There is no good way to prepare to be gone for seven months.
There’s not even a great place to start. No one makes a road map for this kind of trip—particularly if where you’re going feels more like home than where you’re coming from. No amount of preparing visas and packing lists has prepared me to say goodbye to my friends for the greater part of a year; no amount of scheduling phone calls and gathering addresses has made me ready to not be standing beside them every day.
I was asked to write about how my identity impacts how I view the world. My identity is greatly constructed by those I hold close to me. I’ve come to learn this isn’t a common way to look at the world, but the best way I’ve come to make sense of my existence is that it is only so consequential as I express it outwards—in many cases, to these dear loves of my life that I’m leaving behind.
The more positive flip-side of this rather depressing coin is that my worldview is highly impacted by people I meet along the way. I’m fortunate to be headed to Heathrow International in five days with several London love affairs behind me, and the time I’ve spent in the city, living with and around Londoners, has taught me that people are much more similar than they are different. We’re all living our lives in pursuit of excellence, or recognition, or family—all different ways of looking for love.
This understanding about people helps me break down interactions that most others account to stereotypes. Considering London in particular, most foreigners hear that the Tube—the underground subway system—is always silent; that shopkeepers never start conversations; that the general public attitude is cold and uncaring. Let me assure you, this could not be further from the case. What I’ve learned from listening (and not talking, for once) to those who call the city home is that the “American” way of showing care in warm politeness seems facetious to Brits. Why ask how someone is if you don’t care? The English I’ve been lucky enough to become friends with are more than prepared to make a wealth of noise for someone they genuinely care about. This discrepancy in something as simple as behavior on public transport comes back to the same discrepancies in the ways that different people from different backgrounds show the same love.

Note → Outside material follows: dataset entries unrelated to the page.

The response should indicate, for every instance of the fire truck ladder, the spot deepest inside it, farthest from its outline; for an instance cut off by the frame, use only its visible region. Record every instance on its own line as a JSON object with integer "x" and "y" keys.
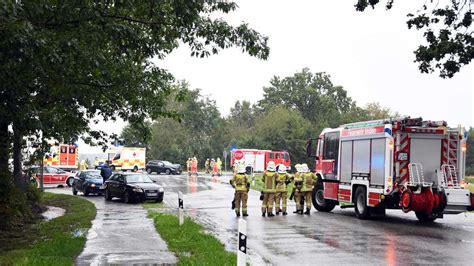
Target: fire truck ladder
{"x": 450, "y": 176}
{"x": 417, "y": 178}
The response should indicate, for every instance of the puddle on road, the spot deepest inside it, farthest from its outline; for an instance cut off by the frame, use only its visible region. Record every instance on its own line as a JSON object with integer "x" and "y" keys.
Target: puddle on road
{"x": 53, "y": 212}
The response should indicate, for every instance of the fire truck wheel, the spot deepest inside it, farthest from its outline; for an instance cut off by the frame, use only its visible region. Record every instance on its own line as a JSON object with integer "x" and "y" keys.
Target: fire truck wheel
{"x": 361, "y": 209}
{"x": 423, "y": 217}
{"x": 319, "y": 202}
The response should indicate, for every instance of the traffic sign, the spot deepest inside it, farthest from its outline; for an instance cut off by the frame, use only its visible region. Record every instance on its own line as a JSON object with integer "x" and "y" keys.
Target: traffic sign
{"x": 238, "y": 155}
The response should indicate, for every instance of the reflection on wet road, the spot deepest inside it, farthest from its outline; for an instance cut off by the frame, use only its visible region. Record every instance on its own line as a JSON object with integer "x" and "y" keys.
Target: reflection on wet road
{"x": 323, "y": 238}
{"x": 122, "y": 234}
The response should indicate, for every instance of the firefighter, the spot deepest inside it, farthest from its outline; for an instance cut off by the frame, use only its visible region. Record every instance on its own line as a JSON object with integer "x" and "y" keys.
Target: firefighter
{"x": 194, "y": 165}
{"x": 219, "y": 166}
{"x": 281, "y": 194}
{"x": 241, "y": 183}
{"x": 207, "y": 165}
{"x": 269, "y": 187}
{"x": 309, "y": 179}
{"x": 188, "y": 165}
{"x": 297, "y": 185}
{"x": 83, "y": 166}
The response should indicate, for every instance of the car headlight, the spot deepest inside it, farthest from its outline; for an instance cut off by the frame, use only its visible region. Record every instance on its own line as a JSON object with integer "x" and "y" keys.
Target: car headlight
{"x": 139, "y": 190}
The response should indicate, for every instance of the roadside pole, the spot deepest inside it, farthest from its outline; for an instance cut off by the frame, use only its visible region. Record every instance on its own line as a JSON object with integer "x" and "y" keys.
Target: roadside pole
{"x": 180, "y": 208}
{"x": 242, "y": 243}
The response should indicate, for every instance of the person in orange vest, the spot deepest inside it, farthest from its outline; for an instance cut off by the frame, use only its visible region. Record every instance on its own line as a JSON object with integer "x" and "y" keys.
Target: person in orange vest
{"x": 194, "y": 166}
{"x": 281, "y": 194}
{"x": 309, "y": 180}
{"x": 269, "y": 188}
{"x": 240, "y": 182}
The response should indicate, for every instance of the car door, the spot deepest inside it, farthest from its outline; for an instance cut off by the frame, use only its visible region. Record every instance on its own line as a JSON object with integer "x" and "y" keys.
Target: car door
{"x": 120, "y": 186}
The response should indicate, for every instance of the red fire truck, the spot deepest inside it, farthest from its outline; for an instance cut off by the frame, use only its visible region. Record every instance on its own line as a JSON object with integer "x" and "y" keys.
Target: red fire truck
{"x": 407, "y": 164}
{"x": 257, "y": 160}
{"x": 62, "y": 156}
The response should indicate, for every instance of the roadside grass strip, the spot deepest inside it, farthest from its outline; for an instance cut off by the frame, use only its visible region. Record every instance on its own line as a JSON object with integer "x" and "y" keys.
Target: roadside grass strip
{"x": 189, "y": 242}
{"x": 55, "y": 242}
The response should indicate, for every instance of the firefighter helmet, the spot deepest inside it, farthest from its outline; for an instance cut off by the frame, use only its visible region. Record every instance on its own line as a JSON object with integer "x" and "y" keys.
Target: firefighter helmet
{"x": 281, "y": 169}
{"x": 304, "y": 168}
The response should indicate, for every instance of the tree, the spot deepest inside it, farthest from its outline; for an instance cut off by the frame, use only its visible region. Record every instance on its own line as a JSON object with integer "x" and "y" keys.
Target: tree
{"x": 64, "y": 64}
{"x": 81, "y": 61}
{"x": 136, "y": 135}
{"x": 448, "y": 33}
{"x": 313, "y": 95}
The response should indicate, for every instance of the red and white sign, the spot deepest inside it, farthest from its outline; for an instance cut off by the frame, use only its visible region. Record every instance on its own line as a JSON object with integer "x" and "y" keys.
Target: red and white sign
{"x": 238, "y": 155}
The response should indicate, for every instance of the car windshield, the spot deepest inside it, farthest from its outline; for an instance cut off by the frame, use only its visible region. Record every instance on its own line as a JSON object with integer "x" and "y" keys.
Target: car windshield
{"x": 92, "y": 175}
{"x": 140, "y": 178}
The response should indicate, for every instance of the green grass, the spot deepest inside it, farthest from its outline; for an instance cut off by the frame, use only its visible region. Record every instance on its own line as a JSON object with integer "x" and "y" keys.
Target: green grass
{"x": 189, "y": 242}
{"x": 53, "y": 242}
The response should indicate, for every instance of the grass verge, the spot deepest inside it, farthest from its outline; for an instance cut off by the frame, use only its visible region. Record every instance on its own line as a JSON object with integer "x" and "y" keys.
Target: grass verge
{"x": 56, "y": 242}
{"x": 190, "y": 244}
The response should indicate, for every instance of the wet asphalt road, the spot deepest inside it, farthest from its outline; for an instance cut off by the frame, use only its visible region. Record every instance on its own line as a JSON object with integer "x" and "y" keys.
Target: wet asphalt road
{"x": 323, "y": 238}
{"x": 121, "y": 234}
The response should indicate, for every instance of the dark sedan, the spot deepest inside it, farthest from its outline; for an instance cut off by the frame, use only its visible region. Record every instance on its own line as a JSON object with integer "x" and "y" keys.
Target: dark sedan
{"x": 87, "y": 182}
{"x": 132, "y": 187}
{"x": 163, "y": 167}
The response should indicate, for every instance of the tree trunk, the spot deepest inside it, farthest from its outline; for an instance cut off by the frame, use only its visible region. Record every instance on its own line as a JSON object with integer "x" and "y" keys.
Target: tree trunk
{"x": 20, "y": 181}
{"x": 4, "y": 146}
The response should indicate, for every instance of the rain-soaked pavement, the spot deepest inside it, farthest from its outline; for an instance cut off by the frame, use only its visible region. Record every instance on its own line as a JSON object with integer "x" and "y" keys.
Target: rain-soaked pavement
{"x": 122, "y": 234}
{"x": 323, "y": 238}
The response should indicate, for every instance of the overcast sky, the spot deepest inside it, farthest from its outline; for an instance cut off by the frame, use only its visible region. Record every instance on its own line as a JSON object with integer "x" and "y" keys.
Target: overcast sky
{"x": 370, "y": 54}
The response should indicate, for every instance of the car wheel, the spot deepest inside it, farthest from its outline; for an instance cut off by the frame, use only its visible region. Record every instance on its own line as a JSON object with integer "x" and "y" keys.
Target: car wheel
{"x": 361, "y": 209}
{"x": 127, "y": 198}
{"x": 107, "y": 195}
{"x": 320, "y": 203}
{"x": 70, "y": 181}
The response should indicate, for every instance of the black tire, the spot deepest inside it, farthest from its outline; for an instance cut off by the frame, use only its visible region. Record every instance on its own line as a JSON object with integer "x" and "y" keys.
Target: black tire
{"x": 319, "y": 202}
{"x": 426, "y": 218}
{"x": 126, "y": 197}
{"x": 107, "y": 195}
{"x": 70, "y": 181}
{"x": 360, "y": 203}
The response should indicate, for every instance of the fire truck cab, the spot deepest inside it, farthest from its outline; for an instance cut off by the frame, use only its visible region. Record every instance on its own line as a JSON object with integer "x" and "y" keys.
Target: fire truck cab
{"x": 407, "y": 164}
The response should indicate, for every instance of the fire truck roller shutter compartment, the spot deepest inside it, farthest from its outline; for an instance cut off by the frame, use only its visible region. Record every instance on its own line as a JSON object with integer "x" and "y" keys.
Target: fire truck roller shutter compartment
{"x": 426, "y": 150}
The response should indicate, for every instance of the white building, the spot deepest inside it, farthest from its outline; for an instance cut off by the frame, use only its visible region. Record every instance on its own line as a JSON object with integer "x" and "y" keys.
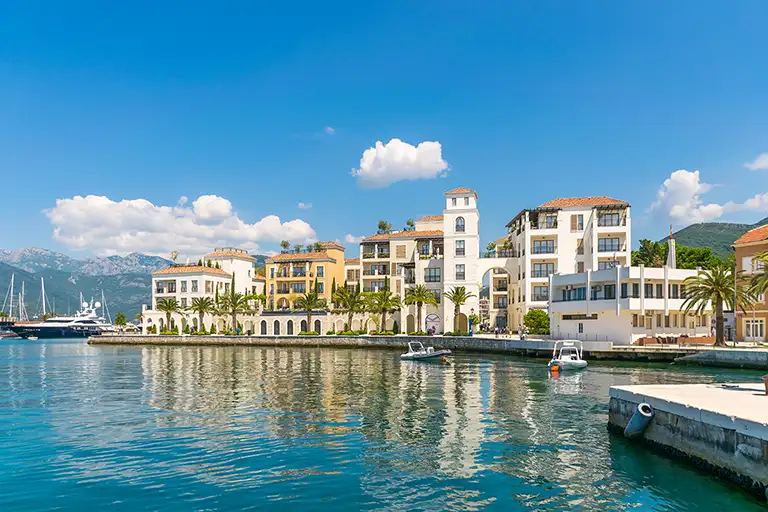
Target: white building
{"x": 623, "y": 304}
{"x": 563, "y": 236}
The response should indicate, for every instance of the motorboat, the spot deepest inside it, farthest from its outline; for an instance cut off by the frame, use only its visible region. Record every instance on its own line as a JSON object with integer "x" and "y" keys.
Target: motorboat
{"x": 567, "y": 355}
{"x": 84, "y": 323}
{"x": 417, "y": 351}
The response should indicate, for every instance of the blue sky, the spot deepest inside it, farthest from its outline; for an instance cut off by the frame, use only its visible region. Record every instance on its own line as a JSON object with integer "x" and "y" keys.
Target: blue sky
{"x": 528, "y": 101}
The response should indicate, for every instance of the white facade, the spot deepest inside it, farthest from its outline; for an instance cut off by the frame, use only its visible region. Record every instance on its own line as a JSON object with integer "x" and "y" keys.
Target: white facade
{"x": 623, "y": 304}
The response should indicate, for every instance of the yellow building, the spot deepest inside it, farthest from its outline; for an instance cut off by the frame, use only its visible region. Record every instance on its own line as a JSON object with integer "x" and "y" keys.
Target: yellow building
{"x": 290, "y": 275}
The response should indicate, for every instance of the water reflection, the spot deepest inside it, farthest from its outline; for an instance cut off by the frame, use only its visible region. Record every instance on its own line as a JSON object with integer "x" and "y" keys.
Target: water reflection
{"x": 238, "y": 427}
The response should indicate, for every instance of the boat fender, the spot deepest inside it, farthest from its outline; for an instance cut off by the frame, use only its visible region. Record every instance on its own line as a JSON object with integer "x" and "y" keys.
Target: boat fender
{"x": 639, "y": 421}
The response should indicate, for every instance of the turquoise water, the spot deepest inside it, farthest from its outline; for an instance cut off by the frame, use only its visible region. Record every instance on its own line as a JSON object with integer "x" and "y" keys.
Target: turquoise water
{"x": 222, "y": 428}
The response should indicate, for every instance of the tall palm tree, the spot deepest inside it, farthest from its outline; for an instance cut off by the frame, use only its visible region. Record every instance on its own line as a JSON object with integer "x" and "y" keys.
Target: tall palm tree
{"x": 350, "y": 302}
{"x": 459, "y": 296}
{"x": 201, "y": 306}
{"x": 381, "y": 303}
{"x": 419, "y": 295}
{"x": 168, "y": 306}
{"x": 309, "y": 302}
{"x": 715, "y": 286}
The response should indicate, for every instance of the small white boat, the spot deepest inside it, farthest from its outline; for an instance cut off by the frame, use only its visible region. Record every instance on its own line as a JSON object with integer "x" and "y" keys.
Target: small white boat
{"x": 417, "y": 351}
{"x": 567, "y": 355}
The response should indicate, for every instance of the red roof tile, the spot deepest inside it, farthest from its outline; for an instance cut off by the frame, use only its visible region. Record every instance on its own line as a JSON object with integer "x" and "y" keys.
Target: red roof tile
{"x": 565, "y": 202}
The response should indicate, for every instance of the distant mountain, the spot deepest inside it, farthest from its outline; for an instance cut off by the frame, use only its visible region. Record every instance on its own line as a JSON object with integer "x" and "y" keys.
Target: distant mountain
{"x": 718, "y": 236}
{"x": 33, "y": 259}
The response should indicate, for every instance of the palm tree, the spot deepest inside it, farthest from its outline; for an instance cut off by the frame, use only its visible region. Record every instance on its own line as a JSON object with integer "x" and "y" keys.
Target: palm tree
{"x": 715, "y": 286}
{"x": 308, "y": 302}
{"x": 350, "y": 302}
{"x": 381, "y": 303}
{"x": 168, "y": 306}
{"x": 201, "y": 306}
{"x": 459, "y": 296}
{"x": 419, "y": 295}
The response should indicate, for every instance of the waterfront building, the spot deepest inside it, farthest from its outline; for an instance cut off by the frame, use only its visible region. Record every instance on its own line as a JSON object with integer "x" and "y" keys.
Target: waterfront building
{"x": 751, "y": 323}
{"x": 289, "y": 275}
{"x": 562, "y": 236}
{"x": 623, "y": 304}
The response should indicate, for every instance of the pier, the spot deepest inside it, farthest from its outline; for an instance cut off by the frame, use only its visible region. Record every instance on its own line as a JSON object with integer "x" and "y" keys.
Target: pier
{"x": 722, "y": 428}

I’m excited to head overseas to begin coursework on theatre in my favorite city, to start interning with a local company, and to finish the summer training in theatre with experts. But right now, I’m just trying to get all my extra love out. These next five days are nothing but me being as loud as possible for the people I love.
I trust that being alone in London will bring me to a deeper connection with myself, but I think my identity as a lover of places and people will remain the same. That’s all any of us are, in the end—no matter where we call home.